В этот миг из-за косогора перед мостом послышались непривычные в нашей глуши топот копыт и скрежет колес: появились два всадника, запряженная четвериком карета и позади еще двое верховых.
Должно быть, ехали знатные особы; мы, как зачарованные, глядели на великолепный выезд и в один голос вскрикнули, когда посреди моста один коренник вдруг шарахнулся, перепугал другого и пристяжных, и лошади рванулись вскачь. Карета промчалась между передовыми всадниками и с грохотом понеслась по дороге. Пронзительный, несмолкаемый женский вопль доносился из окна кареты.
Все кинулись вперед в тревоге и ужасе; отец - молча, мы - с отчаянными возгласами.
Дальнейшее случилось во мгновение ока. У дороги близ подъемного моста растет громадная липа; напротив нее воздвигнут старинный каменный крест. Завидев его, лошади на всем бешеном скаку метнулись в сторону, и карета с налету наскочила на могучие корни липы.

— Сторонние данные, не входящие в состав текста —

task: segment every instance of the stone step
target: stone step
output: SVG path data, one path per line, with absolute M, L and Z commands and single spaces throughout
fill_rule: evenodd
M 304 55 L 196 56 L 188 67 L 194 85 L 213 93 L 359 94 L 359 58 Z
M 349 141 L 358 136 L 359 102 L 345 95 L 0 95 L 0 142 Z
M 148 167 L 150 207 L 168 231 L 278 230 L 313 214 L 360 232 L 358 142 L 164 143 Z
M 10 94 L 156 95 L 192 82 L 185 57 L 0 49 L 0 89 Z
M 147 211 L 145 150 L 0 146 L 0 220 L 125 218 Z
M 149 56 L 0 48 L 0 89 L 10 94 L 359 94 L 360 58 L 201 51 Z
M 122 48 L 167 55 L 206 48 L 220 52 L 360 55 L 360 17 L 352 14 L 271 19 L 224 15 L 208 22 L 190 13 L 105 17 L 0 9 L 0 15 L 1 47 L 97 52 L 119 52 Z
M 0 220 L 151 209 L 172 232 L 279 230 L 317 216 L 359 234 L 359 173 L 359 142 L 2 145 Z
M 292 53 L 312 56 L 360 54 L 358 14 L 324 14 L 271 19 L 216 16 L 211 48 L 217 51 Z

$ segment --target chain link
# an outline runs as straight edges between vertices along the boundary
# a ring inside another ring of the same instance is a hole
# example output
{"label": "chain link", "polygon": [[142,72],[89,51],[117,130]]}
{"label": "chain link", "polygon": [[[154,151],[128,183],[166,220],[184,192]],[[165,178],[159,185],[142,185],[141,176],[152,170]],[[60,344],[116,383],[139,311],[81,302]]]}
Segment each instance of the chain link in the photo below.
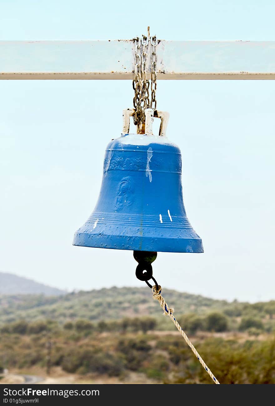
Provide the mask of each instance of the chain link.
{"label": "chain link", "polygon": [[[151,43],[152,45],[152,52],[151,53],[151,100],[150,103],[150,108],[153,108],[154,110],[157,109],[157,100],[156,98],[156,92],[157,90],[157,54],[156,48],[157,45],[157,38],[156,35],[151,37]],[[154,103],[153,107],[153,103]]]}
{"label": "chain link", "polygon": [[[135,78],[133,80],[134,96],[133,102],[135,112],[134,121],[135,125],[140,127],[145,122],[145,109],[151,108],[155,110],[156,108],[157,39],[156,36],[147,37],[143,35],[141,39],[138,37],[134,38],[134,41],[135,60]],[[149,45],[151,50],[150,57],[151,64],[151,100],[149,91],[150,83],[147,78],[147,71]]]}

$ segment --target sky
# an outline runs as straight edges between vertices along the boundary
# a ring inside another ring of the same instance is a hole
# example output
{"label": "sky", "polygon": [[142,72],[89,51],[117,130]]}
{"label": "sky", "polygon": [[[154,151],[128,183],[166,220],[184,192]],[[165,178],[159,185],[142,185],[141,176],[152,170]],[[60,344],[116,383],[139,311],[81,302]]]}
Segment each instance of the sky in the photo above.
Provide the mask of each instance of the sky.
{"label": "sky", "polygon": [[[154,4],[0,0],[0,40],[130,39],[148,25],[160,39],[275,40],[273,1]],[[159,253],[164,295],[275,299],[275,94],[273,81],[158,81],[205,249]],[[69,290],[143,285],[131,251],[72,245],[133,96],[128,80],[0,81],[0,271]]]}

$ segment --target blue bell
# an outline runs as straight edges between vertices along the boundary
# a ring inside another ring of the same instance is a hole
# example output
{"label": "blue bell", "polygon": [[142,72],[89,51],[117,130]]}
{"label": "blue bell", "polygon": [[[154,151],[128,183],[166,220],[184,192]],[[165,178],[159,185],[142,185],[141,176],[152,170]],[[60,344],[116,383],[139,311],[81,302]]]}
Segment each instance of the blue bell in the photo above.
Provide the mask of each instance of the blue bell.
{"label": "blue bell", "polygon": [[145,110],[145,134],[129,134],[133,110],[124,111],[121,136],[106,149],[99,197],[75,234],[73,244],[134,251],[202,253],[202,241],[186,217],[182,197],[181,156],[165,136],[152,133],[153,111]]}

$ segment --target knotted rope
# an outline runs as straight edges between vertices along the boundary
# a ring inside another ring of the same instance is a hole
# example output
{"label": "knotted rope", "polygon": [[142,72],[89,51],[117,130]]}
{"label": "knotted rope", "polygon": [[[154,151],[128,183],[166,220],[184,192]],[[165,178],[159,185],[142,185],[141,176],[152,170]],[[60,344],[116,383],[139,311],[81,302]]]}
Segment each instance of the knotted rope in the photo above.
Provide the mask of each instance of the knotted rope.
{"label": "knotted rope", "polygon": [[214,381],[214,382],[217,384],[219,385],[220,382],[215,377],[173,315],[173,313],[174,311],[174,309],[173,308],[169,308],[168,307],[168,305],[166,303],[162,296],[161,296],[161,286],[160,285],[159,285],[158,287],[157,287],[155,285],[154,285],[152,288],[152,292],[153,292],[153,298],[156,299],[156,300],[158,300],[160,304],[160,307],[162,307],[164,311],[163,314],[165,315],[169,316],[206,371],[211,377],[212,379]]}

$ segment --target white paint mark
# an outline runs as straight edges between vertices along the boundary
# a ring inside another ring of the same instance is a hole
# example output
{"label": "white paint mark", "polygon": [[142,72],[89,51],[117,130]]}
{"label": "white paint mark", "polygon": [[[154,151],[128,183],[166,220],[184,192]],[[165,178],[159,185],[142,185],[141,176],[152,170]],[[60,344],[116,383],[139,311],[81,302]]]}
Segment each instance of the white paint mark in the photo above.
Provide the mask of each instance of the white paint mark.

Я знала, что спасенья нет, зажала глаза ладонями и отвернулась;
послышались крики опередивших меня гувернанток. Потом я все же отважилась поглядеть: Боже мой! Лошади бились на земле;
карета опрокинулась, и вертелись два колеса; лакеи с кучером распутывали постромки и помогали выбраться статной и величавой даме. Она заломила руки и поднесла к глазам платок. Из дверцы кареты бережно извлекали, казалось, безжизненное тело молодой женщины. Мой дорогой отец уже стоял подле пожилой дамы со шляпой в руке: по-видимому, он предлагал ей всяческую помощь и приглашал в замок. Та будто и не слышала: она не отрывала глаз от стройной девушки, простертой на траве у обочины.
Девушка была в обмороке, но, очевидно, жива. Отец мой, гордившийся кое-какими лекарскими познаниями, склонился над нею, пощупал пульс и заверил даму, назвавшуюся ее матерью, что пульс, пока еще слабый и неровный, уже восстанавливается. Дама вновь заломила руки, воздела глаза к небу как бы в знак немой благодарности и разразилась речью несколько театральной, но в иных устах вполне естественной.